In order to assist businesses in this position HMRC will allow them to account for VAT at 15 per cent on takings received up to the earlier of the end of trading of the 31 December session or 6am on the morning of 1 January 2010.

This treatment is subject to the following conditions:

 - It is restricted to those businesses open at midnight on 31 December 2009 that account for VAT at the point of sale such as businesses on a retail scheme – pubs, shops, restaurants etc. It will not apply to mail order or on-line retailers, businesses that account for VAT on the basis of VAT invoices issued; pre-payments for supplies of goods or services to be provided after 6am on 1 January 2010.

 - It will not apply to sales made through coin operated or similar machines (vending, amusement or gaming machines etc). In these cases businesses must follow the normal rate change rules as set out in section 10.1 of the detailed rate change guidance (PDF 248K) and account for VAT based on the date that the machine is used or by apportionment if the machine does not record the date of usage.

 - It will not apply to transactions made after midnight on 31 December that would have been caught by the rate change anti-forestalling legislation (Finance Act 2009, Schedule 3) had they been made before midnight. Any such supplies will be liable to VAT at 17.5 per cent. Further guidance on the anti-forestalling legislation (PDF 79K) is available.

 - HMRC may withdraw or restrict the application of this treatment in individual cases.

2. The Light Touch

The following guidance has been given to HMRC VAT audit staff about the approach to adopt in relation to errors discovered in relation to the rate change:-

What if businesses make mistakes implementing the change of rate (light touch)?

HMRC wants to encourage and assist businesses as they make the changes necessary to deal with the change in the standard rate.

If a business discovers that it has made material mistakes, it should correct them through the normal error correction process.

HMRC will however be operating a ‘light touch’ in terms of errors made in the first VAT return after the change (where the error relates to a change of rate issue). This means that in our audit plans we will not target change of rate errors that are unlikely to lead to any material net revenue loss. And if we find errors which relate to a change of rate issue we will not seek an adjustment unless we have reason to suppose that there is an overall revenue loss.
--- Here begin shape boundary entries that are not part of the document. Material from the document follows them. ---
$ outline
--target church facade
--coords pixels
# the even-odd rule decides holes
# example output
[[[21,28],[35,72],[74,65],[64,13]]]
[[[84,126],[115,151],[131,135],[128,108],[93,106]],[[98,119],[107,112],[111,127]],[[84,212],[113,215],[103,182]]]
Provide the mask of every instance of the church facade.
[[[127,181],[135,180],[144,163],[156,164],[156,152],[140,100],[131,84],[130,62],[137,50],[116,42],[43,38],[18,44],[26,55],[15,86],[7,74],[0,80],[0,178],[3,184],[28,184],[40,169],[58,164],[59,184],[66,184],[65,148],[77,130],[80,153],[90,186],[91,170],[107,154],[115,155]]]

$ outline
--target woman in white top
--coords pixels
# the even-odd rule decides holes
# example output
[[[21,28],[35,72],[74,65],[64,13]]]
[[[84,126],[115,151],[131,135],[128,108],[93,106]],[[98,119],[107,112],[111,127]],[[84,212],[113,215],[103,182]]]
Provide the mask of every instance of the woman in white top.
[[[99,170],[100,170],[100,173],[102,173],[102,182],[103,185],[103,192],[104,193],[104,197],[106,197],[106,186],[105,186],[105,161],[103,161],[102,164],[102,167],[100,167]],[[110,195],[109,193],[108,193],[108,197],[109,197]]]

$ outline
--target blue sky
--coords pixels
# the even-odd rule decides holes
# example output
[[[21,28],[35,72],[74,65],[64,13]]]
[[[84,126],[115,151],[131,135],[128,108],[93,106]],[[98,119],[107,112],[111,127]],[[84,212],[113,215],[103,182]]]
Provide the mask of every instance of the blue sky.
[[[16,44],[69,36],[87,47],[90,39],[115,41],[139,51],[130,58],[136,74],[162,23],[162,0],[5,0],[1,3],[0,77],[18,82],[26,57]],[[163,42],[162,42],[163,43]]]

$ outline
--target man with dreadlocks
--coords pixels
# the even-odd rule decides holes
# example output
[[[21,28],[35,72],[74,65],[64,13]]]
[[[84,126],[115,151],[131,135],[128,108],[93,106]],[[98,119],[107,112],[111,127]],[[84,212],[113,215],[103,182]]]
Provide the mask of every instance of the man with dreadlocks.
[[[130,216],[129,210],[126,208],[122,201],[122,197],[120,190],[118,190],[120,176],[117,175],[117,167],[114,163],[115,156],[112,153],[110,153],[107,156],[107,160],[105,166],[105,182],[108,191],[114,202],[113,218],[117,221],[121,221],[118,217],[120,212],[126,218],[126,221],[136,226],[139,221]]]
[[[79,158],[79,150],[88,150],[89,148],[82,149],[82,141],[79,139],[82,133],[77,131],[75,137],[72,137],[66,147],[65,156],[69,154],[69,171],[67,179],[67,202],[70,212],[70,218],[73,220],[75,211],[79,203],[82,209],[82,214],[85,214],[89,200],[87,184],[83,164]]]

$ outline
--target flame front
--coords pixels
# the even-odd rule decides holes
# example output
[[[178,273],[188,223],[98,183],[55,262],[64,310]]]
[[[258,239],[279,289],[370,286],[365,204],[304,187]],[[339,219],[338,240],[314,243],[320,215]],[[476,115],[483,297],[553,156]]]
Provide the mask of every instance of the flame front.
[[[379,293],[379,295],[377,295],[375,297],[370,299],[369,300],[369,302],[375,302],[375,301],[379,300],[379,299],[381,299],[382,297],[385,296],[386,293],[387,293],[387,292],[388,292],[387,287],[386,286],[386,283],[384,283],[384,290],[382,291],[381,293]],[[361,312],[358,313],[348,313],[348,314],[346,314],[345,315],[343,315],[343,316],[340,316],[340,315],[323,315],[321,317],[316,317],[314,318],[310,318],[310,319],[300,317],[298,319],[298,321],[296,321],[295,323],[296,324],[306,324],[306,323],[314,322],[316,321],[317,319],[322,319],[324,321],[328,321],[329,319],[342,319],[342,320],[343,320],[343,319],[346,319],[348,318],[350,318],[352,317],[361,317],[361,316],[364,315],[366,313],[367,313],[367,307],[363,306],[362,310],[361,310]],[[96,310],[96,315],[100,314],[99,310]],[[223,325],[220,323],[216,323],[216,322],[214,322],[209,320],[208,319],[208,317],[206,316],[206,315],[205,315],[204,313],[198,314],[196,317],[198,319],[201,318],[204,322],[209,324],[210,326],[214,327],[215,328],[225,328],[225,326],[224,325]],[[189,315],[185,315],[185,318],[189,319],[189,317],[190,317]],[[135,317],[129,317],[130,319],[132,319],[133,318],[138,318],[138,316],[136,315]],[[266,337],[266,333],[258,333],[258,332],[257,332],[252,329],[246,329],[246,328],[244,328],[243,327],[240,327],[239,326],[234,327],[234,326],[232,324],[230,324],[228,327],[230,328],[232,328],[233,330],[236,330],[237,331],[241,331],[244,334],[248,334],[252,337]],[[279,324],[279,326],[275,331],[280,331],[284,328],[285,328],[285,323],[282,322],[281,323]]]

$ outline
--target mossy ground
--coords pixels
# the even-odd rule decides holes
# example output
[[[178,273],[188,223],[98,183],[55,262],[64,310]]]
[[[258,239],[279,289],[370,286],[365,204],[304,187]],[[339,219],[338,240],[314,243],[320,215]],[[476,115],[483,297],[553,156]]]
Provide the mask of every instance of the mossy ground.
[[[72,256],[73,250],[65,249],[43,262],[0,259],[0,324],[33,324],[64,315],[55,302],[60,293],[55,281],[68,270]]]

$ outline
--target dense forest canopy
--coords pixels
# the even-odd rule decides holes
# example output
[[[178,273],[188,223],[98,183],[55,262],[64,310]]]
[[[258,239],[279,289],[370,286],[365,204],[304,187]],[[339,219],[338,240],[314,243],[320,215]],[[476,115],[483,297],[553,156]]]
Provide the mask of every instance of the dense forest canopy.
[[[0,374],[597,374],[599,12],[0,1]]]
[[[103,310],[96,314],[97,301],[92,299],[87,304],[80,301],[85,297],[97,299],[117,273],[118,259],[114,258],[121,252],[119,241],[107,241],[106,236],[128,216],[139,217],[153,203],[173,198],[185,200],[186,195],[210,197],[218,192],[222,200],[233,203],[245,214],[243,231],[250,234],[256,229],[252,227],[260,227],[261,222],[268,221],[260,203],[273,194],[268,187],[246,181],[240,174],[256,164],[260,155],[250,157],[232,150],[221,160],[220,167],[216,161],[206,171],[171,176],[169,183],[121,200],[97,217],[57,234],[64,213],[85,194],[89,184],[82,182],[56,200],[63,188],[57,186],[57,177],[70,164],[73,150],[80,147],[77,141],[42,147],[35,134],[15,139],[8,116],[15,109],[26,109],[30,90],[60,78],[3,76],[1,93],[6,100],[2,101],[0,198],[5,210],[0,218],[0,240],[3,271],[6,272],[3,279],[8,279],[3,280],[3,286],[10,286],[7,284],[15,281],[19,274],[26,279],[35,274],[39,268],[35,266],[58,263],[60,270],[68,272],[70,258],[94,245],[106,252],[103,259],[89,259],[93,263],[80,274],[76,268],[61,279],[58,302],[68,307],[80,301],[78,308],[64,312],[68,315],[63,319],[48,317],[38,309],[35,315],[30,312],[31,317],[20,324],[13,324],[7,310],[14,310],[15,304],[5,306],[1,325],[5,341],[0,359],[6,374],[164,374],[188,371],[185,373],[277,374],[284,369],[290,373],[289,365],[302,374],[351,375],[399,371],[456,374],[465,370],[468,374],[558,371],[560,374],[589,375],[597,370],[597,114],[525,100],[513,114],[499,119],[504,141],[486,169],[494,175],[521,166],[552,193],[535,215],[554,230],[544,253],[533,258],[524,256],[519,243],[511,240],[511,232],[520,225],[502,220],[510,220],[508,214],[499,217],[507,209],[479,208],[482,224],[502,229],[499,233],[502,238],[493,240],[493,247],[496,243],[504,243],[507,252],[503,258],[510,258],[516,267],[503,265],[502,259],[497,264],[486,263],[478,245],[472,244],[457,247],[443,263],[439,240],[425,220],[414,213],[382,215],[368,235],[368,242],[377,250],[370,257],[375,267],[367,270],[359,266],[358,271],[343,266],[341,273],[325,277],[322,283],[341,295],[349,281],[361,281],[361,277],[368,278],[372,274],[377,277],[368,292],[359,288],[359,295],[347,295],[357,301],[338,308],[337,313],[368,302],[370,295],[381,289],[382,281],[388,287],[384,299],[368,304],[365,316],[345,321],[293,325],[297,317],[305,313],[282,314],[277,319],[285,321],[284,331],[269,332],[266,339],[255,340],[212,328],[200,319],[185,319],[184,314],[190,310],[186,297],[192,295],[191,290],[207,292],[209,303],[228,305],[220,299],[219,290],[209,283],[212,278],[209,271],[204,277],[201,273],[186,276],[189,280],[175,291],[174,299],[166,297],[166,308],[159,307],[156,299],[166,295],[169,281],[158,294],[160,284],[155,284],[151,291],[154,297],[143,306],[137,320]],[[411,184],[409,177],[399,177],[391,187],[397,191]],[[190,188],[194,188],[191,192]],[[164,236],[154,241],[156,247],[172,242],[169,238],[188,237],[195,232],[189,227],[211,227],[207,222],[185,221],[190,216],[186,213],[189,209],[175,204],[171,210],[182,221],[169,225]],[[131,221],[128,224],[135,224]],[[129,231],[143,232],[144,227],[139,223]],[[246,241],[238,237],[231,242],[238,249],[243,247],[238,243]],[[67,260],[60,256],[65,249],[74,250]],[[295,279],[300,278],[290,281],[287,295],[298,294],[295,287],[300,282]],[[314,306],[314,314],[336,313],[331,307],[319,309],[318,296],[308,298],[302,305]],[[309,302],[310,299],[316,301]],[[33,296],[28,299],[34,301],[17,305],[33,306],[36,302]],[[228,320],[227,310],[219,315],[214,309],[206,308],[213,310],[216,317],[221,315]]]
For example, consider a fully taxable business which supplies standard-rated goods to a fully taxable customer and incorrectly charges 15 per cent rather than 17.5 per cent. As the detailed guidance makes clear, the customer should treat only 15 per cent of the tax exclusive (net) price as input tax. If the customer does this there will be no overall loss of tax. When auditing the supplier, HMRC will assume that the purchaser has followed the accounting documents unless there is good reason to suppose otherwise.

However, if the supply is or may be to a customer who is not able to recover VAT in full, then there is likely to be an overall loss of tax and HMRC will seek to adjust (issue an assessment) in the normal way.

In situations where HMRC do need to adjust (and issue an assessment) we will take into account the difficulties the business has faced in adjusting to the change in considering whether penalties apply.

3. BIS Consultation on proposal to amend the Price Marking Order 2004

Traders are required to display clearly their prices inclusive of VAT. For a period up to 14 days, they are permitted under the Price Marking Order 2004 (SI 2004/102) to let consumers know, by way of a general notice, that an adjustment in price, to take account of the VAT change, will be made at the till.